Differential precipitation of isolated human plasma lipoproteins with heparin and manganese chloride

JM Ruiz-Albusac, E Velazquez and A Montes
Department of Biochemistry, Faculty of Medicine, Universidad Complutense, Madrid, Spain.

We studied the precipitation of isolated lipoproteins with heparin and MnCl2. Lipoproteins were isolated from human plasma by preparative ultracentrifugation and their free cholesterol was labeled.
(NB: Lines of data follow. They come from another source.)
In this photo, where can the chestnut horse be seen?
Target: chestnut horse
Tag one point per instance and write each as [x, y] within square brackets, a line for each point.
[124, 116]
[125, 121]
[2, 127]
Each lipoprotein fraction was then precipitated at various pHs, with or without bovine serum albumin (60 g/L) present. Under no set of conditions was one class of lipoproteins completely separated from the other two. Specifically, under standard conditions for precipitation of serum lipoproteins (pH 7.4 and protein 60 g/L), 12% of the very-low- density lipoprotein (VLDL) and 8% of the low-density lipoprotein (LDL) remained in the supernatant liquid, and 30% of the high-density lipoprotein (HDL) was precipitated. These results indicate that, under these conditions, so-called HDL cholesterol may be a mixture of VLDL, LDL, and HDL, although the sum of the amount of these three fractions remaining in the supernate is fortuitously very close to the value for HDL cholesterol isolated by ultracentrifugation.